This scheme was employed because RVs derived using a template made from the combined spectrum (i.e., of the star itself) should be more precise than RVs derived from a grid of synthetic spectra, none of which match the observed spectra perfectly. This procedure allows us to create a high-quality combined spectrum without even knowing what type of object with which we are dealing. However, the absolute RV is a critical science product and the final combined spectrum must be on the rest wavelength scale so that it can be properly compared to the large grid of synthetic spectra in the abundance pipeline (ASPCAP) and used for kinematic studies. This then requires the derivation of the absolute radial velocity of the combined spectrum against a grid of synthetic spectra (the “RV mini-grid”).

Preparing the Spectra

The spectra are “prepared” for cross-correlation by applying the following processes:

  1. Pixel masking. Pixels marked as “bad” in the mask array (usually, from bad pixels on the detector array), or those that have sky lines in the sky array are masked out for the rest of the RV determination.
  2. Continuum normalization. Each of the three chip spectra is normalized separately. The chip spectrum is separated into 40 chunks (covering approximately 14 ångstroms each) and the 95th percentile value is calculated for each chunk. A robust third-order polynomial is then fit to the chunk 95th percentile values. Finally, the spectrum is normalized (divided) by the polynomial fit.
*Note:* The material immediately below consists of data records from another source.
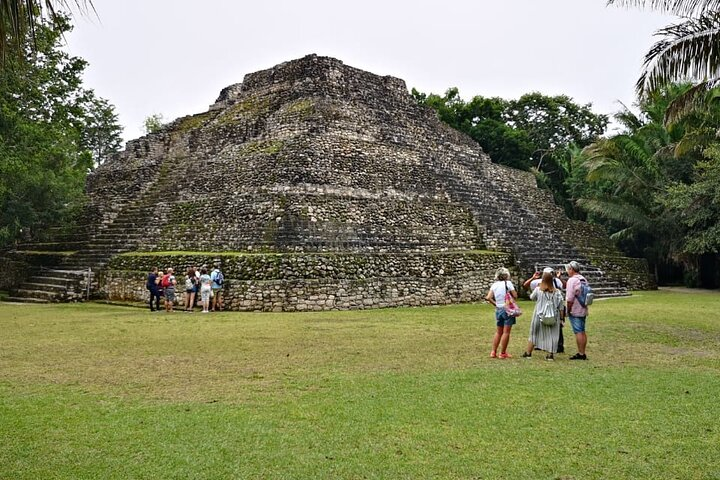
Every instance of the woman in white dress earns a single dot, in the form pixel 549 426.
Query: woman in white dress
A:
pixel 546 319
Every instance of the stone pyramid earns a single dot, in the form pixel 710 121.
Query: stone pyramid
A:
pixel 320 186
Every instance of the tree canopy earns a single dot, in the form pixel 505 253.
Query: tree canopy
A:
pixel 52 132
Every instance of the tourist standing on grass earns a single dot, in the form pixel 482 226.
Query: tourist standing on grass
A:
pixel 205 289
pixel 503 321
pixel 576 312
pixel 544 332
pixel 169 281
pixel 158 282
pixel 533 282
pixel 152 286
pixel 191 283
pixel 218 279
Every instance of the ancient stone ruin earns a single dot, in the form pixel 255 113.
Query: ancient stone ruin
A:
pixel 316 186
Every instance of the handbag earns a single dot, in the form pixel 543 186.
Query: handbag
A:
pixel 548 316
pixel 511 306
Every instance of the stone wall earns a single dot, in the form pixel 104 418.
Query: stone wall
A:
pixel 14 272
pixel 289 282
pixel 333 167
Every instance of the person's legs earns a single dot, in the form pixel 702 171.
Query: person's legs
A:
pixel 581 339
pixel 578 325
pixel 496 340
pixel 505 339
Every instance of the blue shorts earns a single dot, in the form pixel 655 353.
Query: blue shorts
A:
pixel 578 324
pixel 502 319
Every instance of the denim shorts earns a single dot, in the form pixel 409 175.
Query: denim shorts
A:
pixel 578 323
pixel 502 319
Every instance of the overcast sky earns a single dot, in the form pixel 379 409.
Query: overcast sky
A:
pixel 173 57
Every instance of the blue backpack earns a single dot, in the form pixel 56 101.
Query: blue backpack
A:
pixel 585 296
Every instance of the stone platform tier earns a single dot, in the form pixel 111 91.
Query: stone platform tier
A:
pixel 313 157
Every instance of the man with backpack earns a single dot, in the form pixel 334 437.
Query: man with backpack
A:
pixel 578 297
pixel 218 280
pixel 168 283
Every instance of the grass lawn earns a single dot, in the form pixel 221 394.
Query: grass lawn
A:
pixel 94 391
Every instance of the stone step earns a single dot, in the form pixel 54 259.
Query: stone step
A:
pixel 37 294
pixel 69 274
pixel 42 286
pixel 26 300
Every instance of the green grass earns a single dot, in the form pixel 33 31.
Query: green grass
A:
pixel 250 254
pixel 91 391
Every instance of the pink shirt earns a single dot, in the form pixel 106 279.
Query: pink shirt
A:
pixel 573 289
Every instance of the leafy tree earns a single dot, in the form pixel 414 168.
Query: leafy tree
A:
pixel 686 50
pixel 52 131
pixel 154 123
pixel 483 120
pixel 625 181
pixel 19 19
pixel 535 132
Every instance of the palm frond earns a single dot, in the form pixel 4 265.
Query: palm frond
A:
pixel 19 18
pixel 687 50
pixel 628 119
pixel 682 8
pixel 694 99
pixel 624 213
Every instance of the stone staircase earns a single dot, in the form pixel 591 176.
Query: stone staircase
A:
pixel 74 277
pixel 527 232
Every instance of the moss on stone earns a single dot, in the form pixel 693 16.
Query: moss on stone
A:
pixel 251 107
pixel 193 122
pixel 261 147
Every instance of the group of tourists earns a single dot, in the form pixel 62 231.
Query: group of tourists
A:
pixel 209 286
pixel 548 317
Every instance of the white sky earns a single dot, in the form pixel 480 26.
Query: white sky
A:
pixel 173 57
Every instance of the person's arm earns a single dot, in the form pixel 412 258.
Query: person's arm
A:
pixel 490 297
pixel 526 283
pixel 558 276
pixel 534 293
pixel 570 296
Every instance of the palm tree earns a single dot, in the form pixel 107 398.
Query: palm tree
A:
pixel 18 18
pixel 689 50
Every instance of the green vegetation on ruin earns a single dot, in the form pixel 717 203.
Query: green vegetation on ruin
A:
pixel 263 147
pixel 46 252
pixel 193 122
pixel 246 253
pixel 91 391
pixel 251 107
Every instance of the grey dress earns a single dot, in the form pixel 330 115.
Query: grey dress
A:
pixel 544 337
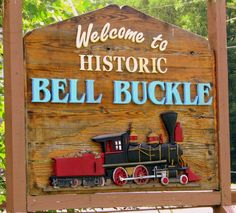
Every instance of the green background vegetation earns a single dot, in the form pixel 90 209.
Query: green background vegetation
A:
pixel 188 14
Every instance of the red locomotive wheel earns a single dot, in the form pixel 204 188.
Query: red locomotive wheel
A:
pixel 183 179
pixel 75 183
pixel 165 181
pixel 118 174
pixel 139 172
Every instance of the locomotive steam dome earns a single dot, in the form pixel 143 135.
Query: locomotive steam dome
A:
pixel 152 138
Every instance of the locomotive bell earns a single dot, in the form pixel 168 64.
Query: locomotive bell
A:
pixel 133 138
pixel 169 120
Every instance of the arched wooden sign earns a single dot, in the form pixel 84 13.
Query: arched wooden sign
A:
pixel 114 102
pixel 119 101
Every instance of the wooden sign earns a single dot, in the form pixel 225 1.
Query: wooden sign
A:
pixel 119 101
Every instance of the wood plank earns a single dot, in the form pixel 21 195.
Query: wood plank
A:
pixel 131 199
pixel 56 130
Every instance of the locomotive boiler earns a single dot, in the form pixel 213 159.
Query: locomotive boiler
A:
pixel 124 160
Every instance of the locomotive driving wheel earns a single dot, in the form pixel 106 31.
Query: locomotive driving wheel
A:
pixel 139 172
pixel 75 183
pixel 183 179
pixel 118 175
pixel 165 181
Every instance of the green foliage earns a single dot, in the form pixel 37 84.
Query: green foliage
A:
pixel 231 38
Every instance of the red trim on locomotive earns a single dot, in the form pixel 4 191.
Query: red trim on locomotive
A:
pixel 192 177
pixel 86 165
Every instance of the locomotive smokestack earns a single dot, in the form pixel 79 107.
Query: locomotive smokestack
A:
pixel 169 119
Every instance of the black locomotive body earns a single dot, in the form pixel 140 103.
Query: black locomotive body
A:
pixel 147 161
pixel 122 160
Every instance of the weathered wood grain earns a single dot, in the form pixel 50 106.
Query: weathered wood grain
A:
pixel 55 130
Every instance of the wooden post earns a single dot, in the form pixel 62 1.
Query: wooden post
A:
pixel 14 106
pixel 217 38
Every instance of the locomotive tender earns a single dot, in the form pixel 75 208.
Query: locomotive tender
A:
pixel 122 160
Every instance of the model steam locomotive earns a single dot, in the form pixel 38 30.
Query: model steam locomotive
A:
pixel 123 160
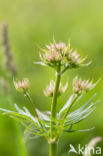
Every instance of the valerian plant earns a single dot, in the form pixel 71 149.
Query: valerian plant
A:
pixel 51 124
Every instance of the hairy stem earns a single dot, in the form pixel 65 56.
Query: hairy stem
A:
pixel 33 108
pixel 52 149
pixel 53 145
pixel 67 112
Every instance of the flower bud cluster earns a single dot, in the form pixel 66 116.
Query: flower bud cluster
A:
pixel 61 54
pixel 81 86
pixel 22 86
pixel 49 91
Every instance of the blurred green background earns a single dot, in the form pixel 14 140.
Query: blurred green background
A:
pixel 32 24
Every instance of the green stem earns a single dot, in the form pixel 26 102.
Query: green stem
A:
pixel 52 149
pixel 33 108
pixel 67 112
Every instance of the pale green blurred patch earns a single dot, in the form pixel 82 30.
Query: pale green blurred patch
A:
pixel 32 24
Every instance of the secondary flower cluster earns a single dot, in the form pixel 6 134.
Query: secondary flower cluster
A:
pixel 49 91
pixel 81 86
pixel 60 54
pixel 22 86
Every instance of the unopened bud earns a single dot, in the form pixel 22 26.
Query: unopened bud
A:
pixel 22 86
pixel 81 86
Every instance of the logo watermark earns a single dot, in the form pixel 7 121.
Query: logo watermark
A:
pixel 85 150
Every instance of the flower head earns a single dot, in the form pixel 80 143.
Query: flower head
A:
pixel 73 58
pixel 60 54
pixel 81 86
pixel 49 91
pixel 22 86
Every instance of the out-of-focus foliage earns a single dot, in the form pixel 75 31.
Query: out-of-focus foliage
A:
pixel 32 24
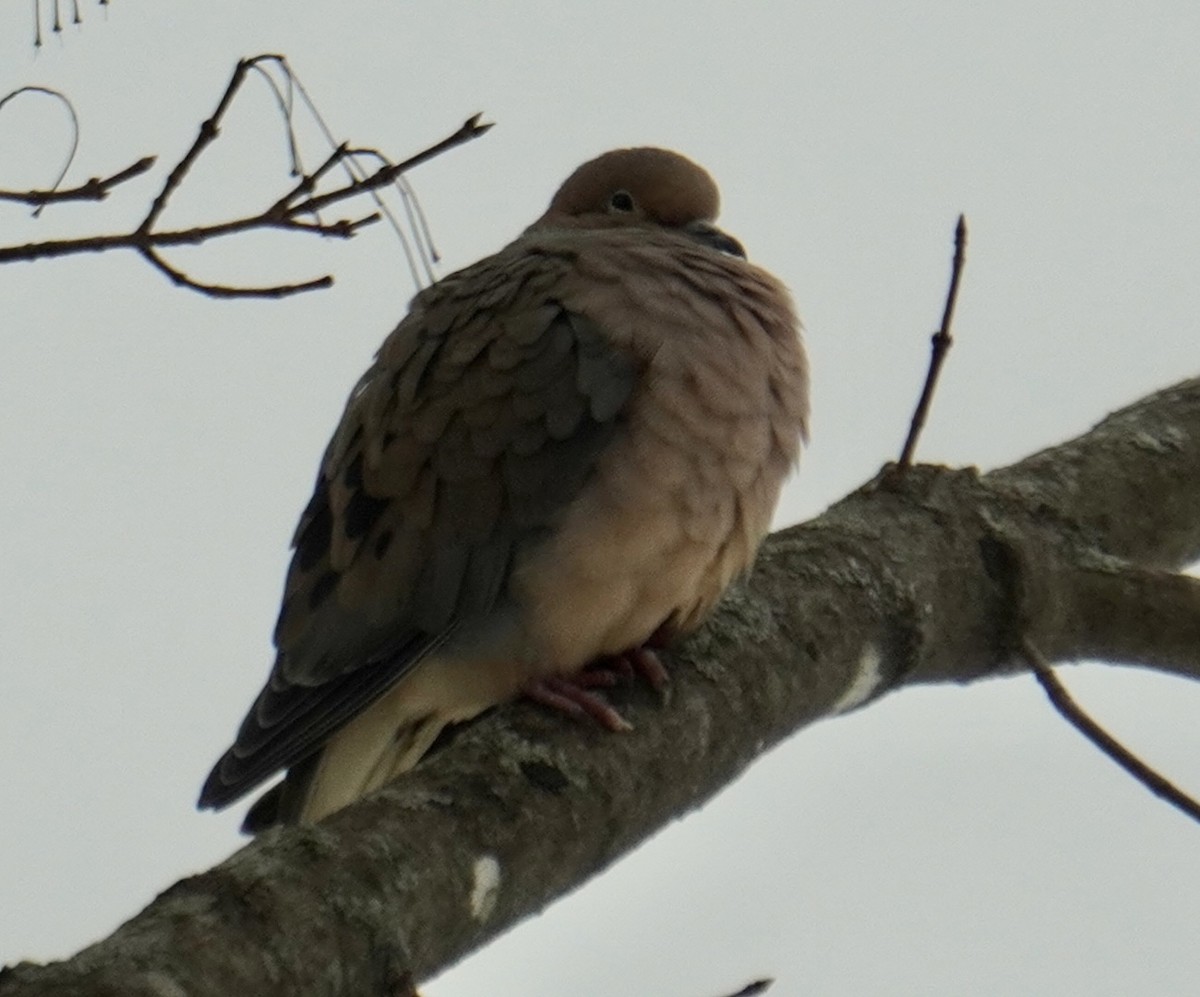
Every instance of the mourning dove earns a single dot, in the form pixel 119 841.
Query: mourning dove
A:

The RV template spectra (observed combined or synthetic spectrum) are prepared in the same way as each of the visit spectra.
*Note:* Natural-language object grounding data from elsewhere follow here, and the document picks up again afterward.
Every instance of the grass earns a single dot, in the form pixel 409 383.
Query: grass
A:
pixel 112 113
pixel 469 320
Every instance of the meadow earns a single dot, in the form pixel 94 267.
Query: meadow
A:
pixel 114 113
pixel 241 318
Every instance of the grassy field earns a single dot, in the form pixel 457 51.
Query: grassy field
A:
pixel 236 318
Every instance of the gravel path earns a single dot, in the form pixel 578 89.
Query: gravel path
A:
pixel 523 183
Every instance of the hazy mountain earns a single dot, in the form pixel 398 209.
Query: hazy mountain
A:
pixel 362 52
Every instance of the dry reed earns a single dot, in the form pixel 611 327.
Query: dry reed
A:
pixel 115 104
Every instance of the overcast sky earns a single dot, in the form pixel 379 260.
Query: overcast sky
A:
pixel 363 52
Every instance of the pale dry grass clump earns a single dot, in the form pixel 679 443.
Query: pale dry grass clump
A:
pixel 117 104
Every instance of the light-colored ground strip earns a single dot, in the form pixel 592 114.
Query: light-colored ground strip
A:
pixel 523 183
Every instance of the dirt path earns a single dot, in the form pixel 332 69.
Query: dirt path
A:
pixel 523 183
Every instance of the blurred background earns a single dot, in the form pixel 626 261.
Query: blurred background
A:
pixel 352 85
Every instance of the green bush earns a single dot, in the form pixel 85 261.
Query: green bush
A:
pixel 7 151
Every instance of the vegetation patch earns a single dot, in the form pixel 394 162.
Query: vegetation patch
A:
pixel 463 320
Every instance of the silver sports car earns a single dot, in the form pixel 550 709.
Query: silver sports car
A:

After the spectra are “prepared” by continuum normalizing, radial velocities are always determined by cross-correlating given spectra against a template spectrum. Both spectra are on the same logarithmic wavelength scale, i.e., a doppler shift is identical to a constant shift in the x-dimension. A Gaussian is fit to the peak of the cross-correlation function to determine more accurately the best spectral shift. Finally, the shift and its uncertainty are converted to velocity units.

Relative Radial Velocities

The relative radial velocities are determined by using the combined spectrum as the RV template spectrum. This is done iteratively. The relative RVs are determined first, and then the combined spectrum is created using the relative RVs to shift the visit spectra to a common (mean) velocity wavelength scale. For the first iteration, when no combined spectrum exists yet, the highest S/N visit spectrum is used as the template; low S/N spectra are smoothed in the first two iterations. For all subsequent iterations, the combined spectrum is used as the template. Each iteration finds small shifts in the shifted and resampled visit spectra compared to the combined spectrum, and makes adjustments until the values converge.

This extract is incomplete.